03. Prompt Templates
Prompt templates convert hardcoded strings into parameterizable prompts. A template is a string with named placeholders that gets rendered with runtime values at invocation time. LangChain provides two core template classes: PromptTemplate (for standard completion-style prompts) and ChatPromptTemplate (for multi-message chat workflows). This chapter covers PromptTemplate; ChatPromptTemplate gets its own chapter.
The basic pattern:
from langchain.prompts import PromptTemplate
template = PromptTemplate.from_template(
"Translate this text to {target_language}: {text}"
)
# Render with runtime values
rendered = template.invoke({
"target_language": "French",
"text": "Hello, how are you?"
})
print(rendered)
# PromptTemplate(input_variables=['target_language', 'text'], template='Translate...')
The .invoke() method returns a PromptValue object. To get the raw string for inspection:
print(rendered.to_string())
# Translate this text to French: Hello, how are you?
print(rendered.to_messages())
# [HumanMessage(content='Translate this text to French: Hello, how are you?')]
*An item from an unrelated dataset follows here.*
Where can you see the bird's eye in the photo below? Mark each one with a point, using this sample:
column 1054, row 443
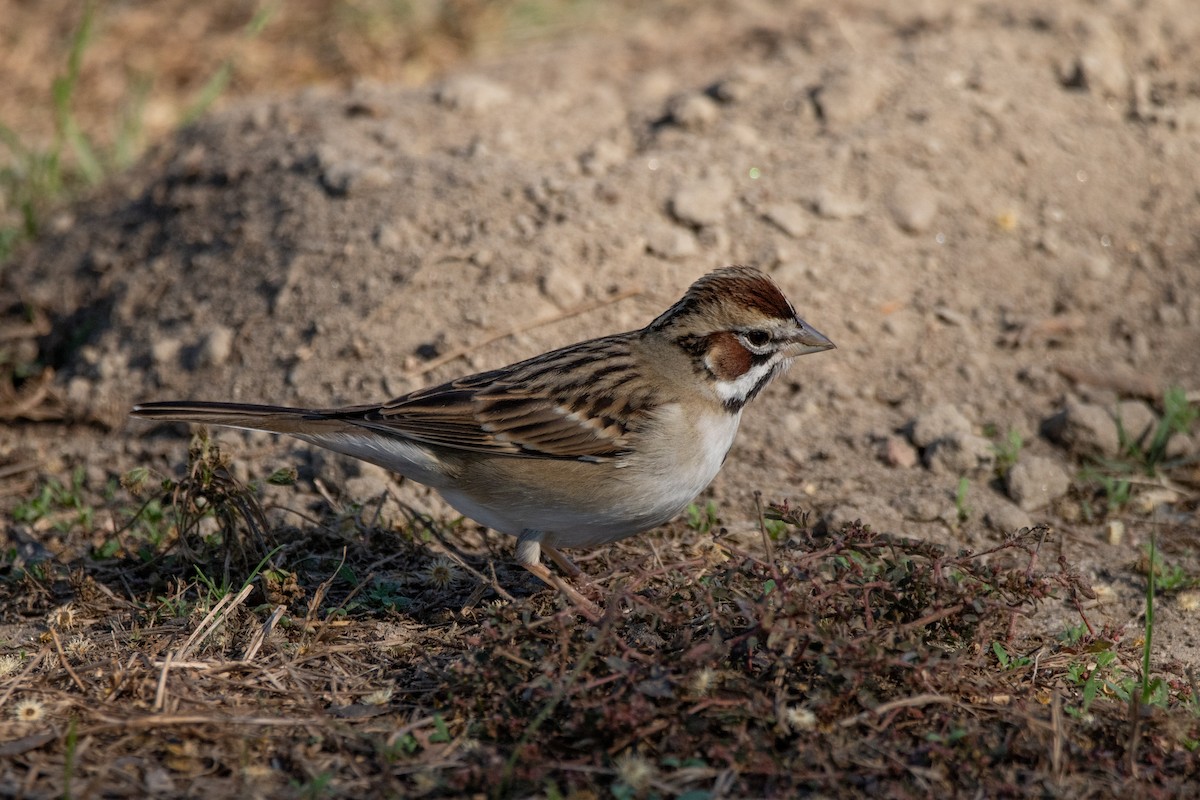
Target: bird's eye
column 757, row 337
You can also construct the template with explicit input variable declarations:
template = PromptTemplate(
input_variables=["topic", "tone"],
template="Write a {tone} tweet about {topic}."
)
Explicit declaration is useful when from_template would incorrectly infer input variables from a string that contains ambiguous placeholders.
For composing templates (a common pattern when building multi-step chains), use PipelinePromptTemplate:
from langchain.prompts import PipelinePromptTemplate, PromptTemplate
# Partial prompt: a variable used in multiple composite prompts
intro_template = PromptTemplate.from_template(
"You are an expert {field} analyst."
)
# Main prompt that uses the partial variable
main_prompt = PromptTemplate.from_template(
"{intro}\n\nNow answer this question: {question}"
)
pipeline_prompt = PipelinePromptTemplate(
final_prompt=main_prompt,
pipeline_prompts=[
("intro", intro_template),
("question", PromptTemplate.from_template("{question}"))
]
)
rendered = pipeline_prompt.invoke({
"field": "financial",
"question": "What is compound interest?"
})
print(rendered.to_string())
# You are an expert financial analyst.
# Now answer this question: What is compound interest?
One practical use: standardizing system prompts across chains so you don't copy-paste the same instructions into every llm.invoke() call.
Failure mode: if a required input variable is missing from the dict you pass to .invoke(), LangChain raises KeyError with a message that names the missing key. The traceback points to prompt.invoke(...) directly, so the fix is obvious—but only if you pass a complete dict.
For creating templates from a file on disk (useful for long system prompts you want to edit without touching code):
file.Path("prompts/summarizer.txt").read_text()
)
Ensure the file exists and contains {variable_names} matching your input variables. LangChain does not validate this at construction time—only at invoke time.
Create a PromptTemplate that accepts language, task, and audience variables. Render it with language="Python", task="raise an exception", and audience="new developers". Print the rendered string.